Meta AI Extracts SAM Sound: A State-of-the-Art Integrated Model Using Accurate Information and Multiple Objects for Sound Classification

nimda December 17, 2025

0 10 3 minutes read

Meta AI Extracts SAM Sound: A State-of-the-Art Integrated Model Using Accurate Information and Multiple Objects for Sound Classification

Meta has released SAM Audio, a fast-paced audio segmentation model that addresses a common programming bottleneck, separating a single audio from a real-world mix without building a custom model for each audio segment. Meta is released in 3 major sizes, sam-audio-small, sam-audio-baseagain sam-audio-large. The model is available for download and you can try it out in the Component Playground.

Buildings

SAM Audio uses separate local signal encoders, a hybrid audio encoder, a text encoder for natural language description, a span encoder for time anchors, and a visual encoder that uses visual information from video and an object mask. The coded stream is combined into time-aligned features, then processed by a differential converter that works with attention during the time-aligned representation and inverse attention with the text feature, then the DACVAE decoder reconstructs the waveforms and produces 2 outputs, the target sound and the residual sound.

What SAM Audio does, and what 'part' means here?

SAM Audio takes recorded input that contains multiple overlapping sources, for example speech and traffic and music, and separates the target source based on the information. In the public view API, the model produces 2 results, result.target again result.residual. The research team explains target as a single sound, too residual like everything else.

Those targets and the rest of the functional maps are specific to the functions of the programmer. If you want to remove dog barking from a podcast track, you can treat the bark as a target, and remove it by keeping only the residue. If you want to extract a guitar part from a concert clip, you keep the target waveform instead. Meta uses these specific types of examples to describe what the model is intended to enable.

3 types of Meta information are sent

Meta presents SAM Audio as a single integrated model that supports 3 types of notifications, and says that these notifications can be used alone or in combination.
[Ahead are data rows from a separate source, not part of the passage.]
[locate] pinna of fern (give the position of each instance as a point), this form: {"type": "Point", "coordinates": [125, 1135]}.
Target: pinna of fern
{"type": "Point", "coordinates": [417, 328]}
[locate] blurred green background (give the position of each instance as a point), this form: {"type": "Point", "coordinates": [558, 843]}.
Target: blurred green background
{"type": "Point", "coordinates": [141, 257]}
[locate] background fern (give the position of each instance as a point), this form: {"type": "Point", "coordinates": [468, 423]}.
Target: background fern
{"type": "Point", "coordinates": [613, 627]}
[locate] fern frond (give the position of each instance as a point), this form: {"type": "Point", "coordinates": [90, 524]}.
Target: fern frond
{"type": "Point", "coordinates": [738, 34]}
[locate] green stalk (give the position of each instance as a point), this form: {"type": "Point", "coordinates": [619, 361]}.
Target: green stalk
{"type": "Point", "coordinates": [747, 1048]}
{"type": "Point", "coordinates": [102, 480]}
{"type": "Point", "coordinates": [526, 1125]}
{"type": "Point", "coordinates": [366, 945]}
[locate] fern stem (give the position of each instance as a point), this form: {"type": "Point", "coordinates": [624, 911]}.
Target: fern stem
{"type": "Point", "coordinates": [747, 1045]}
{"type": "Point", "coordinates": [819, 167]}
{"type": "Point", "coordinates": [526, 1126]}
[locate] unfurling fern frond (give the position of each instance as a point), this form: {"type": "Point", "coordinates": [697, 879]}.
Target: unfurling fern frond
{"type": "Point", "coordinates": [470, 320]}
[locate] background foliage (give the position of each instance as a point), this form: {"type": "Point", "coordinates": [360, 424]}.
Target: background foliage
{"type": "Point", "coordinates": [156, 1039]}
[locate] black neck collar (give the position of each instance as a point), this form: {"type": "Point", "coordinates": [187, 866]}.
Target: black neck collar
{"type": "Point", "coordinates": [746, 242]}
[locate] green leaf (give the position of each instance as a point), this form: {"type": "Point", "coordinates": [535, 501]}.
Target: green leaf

Text input: You describe a sound in natural language, for example “dog barking” or “voice singing”, and the model separates that sound from the mixture. Meta lists text information as one of the main methods of interaction, and the open source repo includes end-to-end example usage. SAMAudioProcessor again model.separate.
Visual information: You click on a person or object in the video and ask the model to distinguish the sound associated with that visual object. The Meta team defines visual cues as selecting a sound element in a video. In the extracted code method, visual recognition is implemented by passing video frames and masks to the processor using masked_videos.
Introducing Span: The Meta team calls an industry first. You mark the time segments where the target sound occurs, and the model uses those intervals to guide the separation. This is important in ambiguous situations, for example when the same instrument appears in several episodes, or when the noise is present briefly and you want to prevent the model from diverging too much.

Results

The Meta team positions SAM Audio as achieving superior performance in all different, real-world situations, and positioning it as an integrated alternative to single-purpose audio tools. The team publishes an independent evaluation table in all categories, General, SFX, Speech, Speaker, Music, Instr(wild), Instr(pro), with a General score of 3.62 for small sam sound, 3.28 for sam sound base, and 3.50 for large sam sound, and Instr(pro) scores up to 4.49 for the same large sound.

Key Takeaways

SAM Audio is an integrated audio classification modelseparates sound from complex mixes using textual information, visual information, and duration information.
The main API generates two waveforms per request, target with a single sound again residual for everything else, it shows cleanly in common editing tasks such as removing noise, extracting the stem, or maintaining the ambience.
Meta has released multiple and unique checkpointsincluding sam-audio-small, sam-audio-base, sam-audio-largeplus tv In addition to the repo that works best for visual information, the repo also publishes a class-independent test table.
Release involves using tools beyond the specificationMeta offers a sam-audio-judge the model that obtains the results of the classification is compared to the description of the text with overall quality, recall, precision, and reliability.

Check it out Technical details again GitHub page. Feel free to check out our GitHub page for Tutorials, Codes and Notebooks. Also, feel free to follow us Twitter and don't forget to join our 100k+ ML SubReddit and Subscribe to Our newspaper. Wait! are you on telegram? now you can join us on telegram too.

Asif Razzaq is the CEO of Marktechpost Media Inc. As a visionary entrepreneur and engineer, Asif is committed to harnessing the power of Artificial Intelligence for the benefit of society. His latest endeavor is the launch of Artificial Intelligence Media Platform, Marktechpost, which stands out for its extensive coverage of machine learning and deep learning stories that sound technically sound and easily understood by a wide audience. The platform boasts of more than 2 million monthly views, which shows its popularity among viewers.